Las acusaciones son falsas. Cuando entramos al recinto las vitrinas ya estaban estrelladas y el agua inundaba la mitad de los dioramas y bodegas. Sorprendidas vimos pasar junto a nosotras, flotando, los patos y pericos inertes que parecían salidos de una película de animales zombies. La sala de aves era la más conmovedora con todos esos ovíparos vueltos a la vida a base de pura humedad. Parecía que lloraban de felicidad, con sus plumas repelentes y brillantes de nuevo.   

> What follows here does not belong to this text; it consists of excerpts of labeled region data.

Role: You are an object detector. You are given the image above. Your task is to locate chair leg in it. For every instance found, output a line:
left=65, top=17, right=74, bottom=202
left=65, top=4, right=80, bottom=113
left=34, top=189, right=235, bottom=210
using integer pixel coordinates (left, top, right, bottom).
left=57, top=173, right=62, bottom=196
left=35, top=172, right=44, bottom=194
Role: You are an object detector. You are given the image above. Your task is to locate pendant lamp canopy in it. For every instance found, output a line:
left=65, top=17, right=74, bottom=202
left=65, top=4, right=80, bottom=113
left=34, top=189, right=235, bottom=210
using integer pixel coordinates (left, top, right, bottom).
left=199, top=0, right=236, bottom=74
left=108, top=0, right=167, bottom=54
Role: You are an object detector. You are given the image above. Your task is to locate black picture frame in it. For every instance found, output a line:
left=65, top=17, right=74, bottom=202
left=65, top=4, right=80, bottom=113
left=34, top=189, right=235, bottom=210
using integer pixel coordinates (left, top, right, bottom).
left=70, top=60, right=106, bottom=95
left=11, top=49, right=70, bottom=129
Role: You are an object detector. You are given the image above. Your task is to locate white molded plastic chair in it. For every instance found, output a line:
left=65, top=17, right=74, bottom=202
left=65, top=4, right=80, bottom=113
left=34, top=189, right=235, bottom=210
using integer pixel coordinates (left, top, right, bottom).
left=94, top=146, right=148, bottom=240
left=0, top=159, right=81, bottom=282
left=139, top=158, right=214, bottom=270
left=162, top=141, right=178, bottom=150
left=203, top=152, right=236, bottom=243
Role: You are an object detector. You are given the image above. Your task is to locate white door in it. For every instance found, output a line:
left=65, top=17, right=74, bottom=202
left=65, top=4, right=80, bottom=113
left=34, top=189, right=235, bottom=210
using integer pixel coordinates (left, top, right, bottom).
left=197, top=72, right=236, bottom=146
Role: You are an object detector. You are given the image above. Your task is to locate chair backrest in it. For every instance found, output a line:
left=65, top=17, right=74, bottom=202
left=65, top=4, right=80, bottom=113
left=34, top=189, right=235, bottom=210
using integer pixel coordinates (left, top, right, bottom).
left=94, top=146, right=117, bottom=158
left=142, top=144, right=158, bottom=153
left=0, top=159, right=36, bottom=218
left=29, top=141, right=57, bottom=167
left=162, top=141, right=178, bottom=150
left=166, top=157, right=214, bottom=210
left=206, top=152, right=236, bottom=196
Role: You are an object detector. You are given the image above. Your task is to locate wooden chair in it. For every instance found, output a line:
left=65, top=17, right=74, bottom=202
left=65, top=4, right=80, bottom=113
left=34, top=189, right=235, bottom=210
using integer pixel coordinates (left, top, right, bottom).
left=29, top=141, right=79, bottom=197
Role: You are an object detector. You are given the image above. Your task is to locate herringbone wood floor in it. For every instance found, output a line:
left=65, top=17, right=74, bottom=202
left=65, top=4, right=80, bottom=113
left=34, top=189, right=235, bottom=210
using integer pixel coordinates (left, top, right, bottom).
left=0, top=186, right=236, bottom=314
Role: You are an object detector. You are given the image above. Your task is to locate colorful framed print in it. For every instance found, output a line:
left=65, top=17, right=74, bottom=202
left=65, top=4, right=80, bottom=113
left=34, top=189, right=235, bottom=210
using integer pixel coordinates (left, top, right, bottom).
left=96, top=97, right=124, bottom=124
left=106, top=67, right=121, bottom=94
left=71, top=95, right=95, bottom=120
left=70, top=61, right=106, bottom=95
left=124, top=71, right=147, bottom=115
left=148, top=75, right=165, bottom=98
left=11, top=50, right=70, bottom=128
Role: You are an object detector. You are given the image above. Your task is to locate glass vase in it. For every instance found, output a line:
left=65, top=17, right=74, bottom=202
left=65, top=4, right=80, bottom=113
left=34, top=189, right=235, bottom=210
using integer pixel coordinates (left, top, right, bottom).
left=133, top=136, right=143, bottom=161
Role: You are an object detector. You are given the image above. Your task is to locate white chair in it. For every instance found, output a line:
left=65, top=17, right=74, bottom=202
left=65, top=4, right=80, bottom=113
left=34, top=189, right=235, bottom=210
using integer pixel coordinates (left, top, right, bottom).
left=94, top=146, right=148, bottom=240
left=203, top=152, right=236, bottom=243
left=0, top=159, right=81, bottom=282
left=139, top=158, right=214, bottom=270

Nosotras no abrimos las llaves de agua ni rompimos los lavabos de los baños que para entonces ya eran fuentes excitadas y  gritonas. La estupefacción nos hizo olvidar nuestro verdadero objetivo: nos dedicamos a navegar esas aguas junto a los venados, viendo ondear las pieles de cebras y leopardos convertidas en alfombras voladoras sobre un río tranquilo. Pisamos, sin querer, documentos y anotaciones que evocaban las formas de vida de una civilización antigua y extraña, y en la talla con nuestros pies sentimos como esas líneas y dibujos se iban borrando a nuestra vista y con ellos una historia. O más quizás, relatos expulsados de bocas y dedos, de la misma manera una y otra vez, a cientos de niñas sudorosas arropadas con suetercitos verdes y rojos.

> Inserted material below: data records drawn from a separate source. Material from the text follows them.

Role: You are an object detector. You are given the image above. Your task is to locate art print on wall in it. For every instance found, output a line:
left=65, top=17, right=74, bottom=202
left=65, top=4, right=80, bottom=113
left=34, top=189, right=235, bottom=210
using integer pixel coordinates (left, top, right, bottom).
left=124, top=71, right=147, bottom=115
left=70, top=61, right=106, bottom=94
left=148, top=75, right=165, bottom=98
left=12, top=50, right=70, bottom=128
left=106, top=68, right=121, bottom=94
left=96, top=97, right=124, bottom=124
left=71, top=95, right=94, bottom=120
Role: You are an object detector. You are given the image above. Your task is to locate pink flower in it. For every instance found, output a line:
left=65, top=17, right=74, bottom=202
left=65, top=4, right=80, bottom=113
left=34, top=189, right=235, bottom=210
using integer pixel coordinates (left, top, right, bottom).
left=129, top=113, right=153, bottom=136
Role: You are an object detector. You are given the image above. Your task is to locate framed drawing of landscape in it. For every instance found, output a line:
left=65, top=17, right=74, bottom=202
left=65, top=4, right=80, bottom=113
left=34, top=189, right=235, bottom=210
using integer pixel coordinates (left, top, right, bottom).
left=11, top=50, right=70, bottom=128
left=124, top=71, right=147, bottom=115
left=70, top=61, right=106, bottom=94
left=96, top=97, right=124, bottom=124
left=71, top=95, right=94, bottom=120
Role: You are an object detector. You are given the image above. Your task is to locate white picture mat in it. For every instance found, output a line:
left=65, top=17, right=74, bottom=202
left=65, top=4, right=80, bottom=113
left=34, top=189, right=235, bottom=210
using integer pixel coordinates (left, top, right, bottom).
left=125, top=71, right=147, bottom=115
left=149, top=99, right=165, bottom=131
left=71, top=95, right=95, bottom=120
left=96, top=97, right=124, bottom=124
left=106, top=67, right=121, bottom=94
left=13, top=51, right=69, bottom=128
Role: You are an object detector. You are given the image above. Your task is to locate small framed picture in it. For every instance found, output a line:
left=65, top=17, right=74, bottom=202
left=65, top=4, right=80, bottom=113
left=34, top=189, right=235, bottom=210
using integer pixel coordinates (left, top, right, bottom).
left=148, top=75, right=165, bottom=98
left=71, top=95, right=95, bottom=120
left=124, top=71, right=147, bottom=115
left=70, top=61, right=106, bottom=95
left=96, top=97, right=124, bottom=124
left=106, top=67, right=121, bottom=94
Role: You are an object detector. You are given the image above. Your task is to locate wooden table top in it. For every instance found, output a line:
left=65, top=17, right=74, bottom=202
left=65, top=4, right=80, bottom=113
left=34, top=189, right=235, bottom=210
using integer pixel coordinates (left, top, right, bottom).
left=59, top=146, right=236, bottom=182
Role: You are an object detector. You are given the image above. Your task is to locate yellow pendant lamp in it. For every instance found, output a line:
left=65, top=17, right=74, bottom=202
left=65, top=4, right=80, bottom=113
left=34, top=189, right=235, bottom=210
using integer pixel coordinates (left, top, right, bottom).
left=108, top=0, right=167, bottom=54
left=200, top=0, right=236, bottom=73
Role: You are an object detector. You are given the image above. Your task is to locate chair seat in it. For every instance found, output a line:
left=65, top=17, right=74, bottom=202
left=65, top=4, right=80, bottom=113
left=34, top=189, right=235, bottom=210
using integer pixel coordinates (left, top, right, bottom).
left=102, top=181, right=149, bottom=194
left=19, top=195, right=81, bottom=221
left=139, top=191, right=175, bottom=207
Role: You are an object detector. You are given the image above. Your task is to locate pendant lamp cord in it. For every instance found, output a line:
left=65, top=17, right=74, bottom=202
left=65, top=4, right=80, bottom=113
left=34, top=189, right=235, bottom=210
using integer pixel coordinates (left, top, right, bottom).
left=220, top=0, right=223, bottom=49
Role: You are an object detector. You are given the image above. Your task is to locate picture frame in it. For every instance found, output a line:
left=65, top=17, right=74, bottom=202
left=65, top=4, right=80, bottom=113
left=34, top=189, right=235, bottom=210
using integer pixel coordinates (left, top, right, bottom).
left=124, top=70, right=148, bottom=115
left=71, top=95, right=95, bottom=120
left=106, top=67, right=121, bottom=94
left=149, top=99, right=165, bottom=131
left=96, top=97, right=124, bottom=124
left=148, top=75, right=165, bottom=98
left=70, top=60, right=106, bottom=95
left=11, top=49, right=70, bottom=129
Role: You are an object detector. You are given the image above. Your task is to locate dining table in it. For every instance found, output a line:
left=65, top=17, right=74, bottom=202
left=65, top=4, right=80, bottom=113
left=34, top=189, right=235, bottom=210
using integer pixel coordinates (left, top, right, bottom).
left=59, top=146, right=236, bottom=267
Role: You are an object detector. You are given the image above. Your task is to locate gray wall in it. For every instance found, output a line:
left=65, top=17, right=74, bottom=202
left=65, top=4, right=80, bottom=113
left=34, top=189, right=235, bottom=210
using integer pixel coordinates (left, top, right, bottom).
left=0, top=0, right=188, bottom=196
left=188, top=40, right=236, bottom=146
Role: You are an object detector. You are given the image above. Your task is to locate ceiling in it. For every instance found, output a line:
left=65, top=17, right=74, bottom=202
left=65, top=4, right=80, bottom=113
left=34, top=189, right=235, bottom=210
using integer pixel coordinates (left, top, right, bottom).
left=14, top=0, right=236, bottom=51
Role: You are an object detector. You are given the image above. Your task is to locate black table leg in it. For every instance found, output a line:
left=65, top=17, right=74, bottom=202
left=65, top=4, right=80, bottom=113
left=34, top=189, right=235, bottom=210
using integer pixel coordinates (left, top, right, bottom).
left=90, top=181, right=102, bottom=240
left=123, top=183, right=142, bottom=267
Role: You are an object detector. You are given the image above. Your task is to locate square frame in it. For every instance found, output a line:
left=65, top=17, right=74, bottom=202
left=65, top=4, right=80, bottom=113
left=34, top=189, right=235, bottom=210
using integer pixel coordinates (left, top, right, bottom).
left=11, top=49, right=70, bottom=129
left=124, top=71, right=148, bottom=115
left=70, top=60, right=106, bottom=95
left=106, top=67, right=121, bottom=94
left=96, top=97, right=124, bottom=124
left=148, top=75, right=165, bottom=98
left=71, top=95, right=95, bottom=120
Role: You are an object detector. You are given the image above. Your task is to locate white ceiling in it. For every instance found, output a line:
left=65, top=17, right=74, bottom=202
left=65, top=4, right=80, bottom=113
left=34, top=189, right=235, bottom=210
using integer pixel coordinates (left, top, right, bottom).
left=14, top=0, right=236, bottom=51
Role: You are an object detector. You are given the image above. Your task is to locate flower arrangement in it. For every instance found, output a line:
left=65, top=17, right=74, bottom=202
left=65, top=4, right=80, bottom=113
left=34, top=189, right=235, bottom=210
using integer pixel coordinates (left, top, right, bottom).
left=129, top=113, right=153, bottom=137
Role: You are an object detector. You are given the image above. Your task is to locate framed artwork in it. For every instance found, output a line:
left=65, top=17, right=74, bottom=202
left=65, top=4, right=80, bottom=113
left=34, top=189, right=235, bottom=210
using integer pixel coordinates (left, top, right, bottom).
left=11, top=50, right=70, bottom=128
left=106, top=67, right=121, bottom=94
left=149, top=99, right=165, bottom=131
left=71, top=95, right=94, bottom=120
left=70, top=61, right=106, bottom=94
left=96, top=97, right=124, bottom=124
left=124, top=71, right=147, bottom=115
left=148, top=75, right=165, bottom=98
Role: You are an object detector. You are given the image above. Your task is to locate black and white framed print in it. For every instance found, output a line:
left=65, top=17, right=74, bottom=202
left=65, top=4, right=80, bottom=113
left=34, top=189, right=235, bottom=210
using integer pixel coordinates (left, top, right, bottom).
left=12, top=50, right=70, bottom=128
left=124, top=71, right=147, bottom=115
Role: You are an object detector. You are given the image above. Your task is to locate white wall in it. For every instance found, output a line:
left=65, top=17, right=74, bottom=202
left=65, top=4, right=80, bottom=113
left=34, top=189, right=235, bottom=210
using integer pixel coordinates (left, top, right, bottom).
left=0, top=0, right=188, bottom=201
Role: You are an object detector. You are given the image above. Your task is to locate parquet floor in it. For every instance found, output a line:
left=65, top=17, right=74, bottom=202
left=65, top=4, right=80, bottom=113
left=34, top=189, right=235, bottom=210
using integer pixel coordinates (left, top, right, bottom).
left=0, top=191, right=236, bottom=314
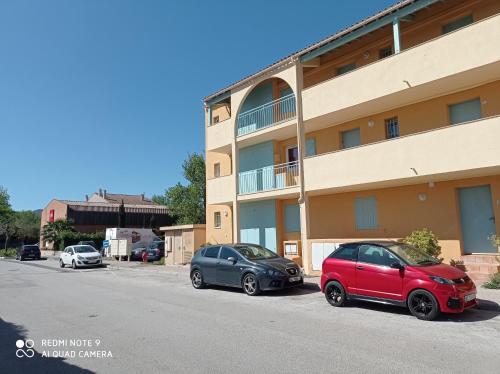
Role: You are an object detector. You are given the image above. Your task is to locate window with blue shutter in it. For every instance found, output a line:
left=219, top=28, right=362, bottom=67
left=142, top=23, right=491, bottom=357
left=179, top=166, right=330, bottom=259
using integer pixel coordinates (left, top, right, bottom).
left=354, top=196, right=378, bottom=230
left=306, top=138, right=316, bottom=156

Cuando nos cansamos de empujar nuestros torsos contra el agua, tomamos asiento en lo alto de un volcán dentro de uno de los dioramas más grandes. Alli notamos cómo la inundación se estaba convirtiendo en un lago negro, invadido por las miles de tinturas que dieron vida a paisajes y animales, cédulas, humanitas miniatura, en suma a todos los elementos de ese sitio de muerte. De pronto vimos flotar un gallo, con la boca abierta como cacareando con fuerza, sobre el espejo de agua negra. Pensamos que podría ser una nueva versión de bandera. Deseamos en ese momento haber aprendido algo sobre todo ese hecho, o mejor aún, desaprender; des-escuchar las voces fantasmas que aún habitan el museo.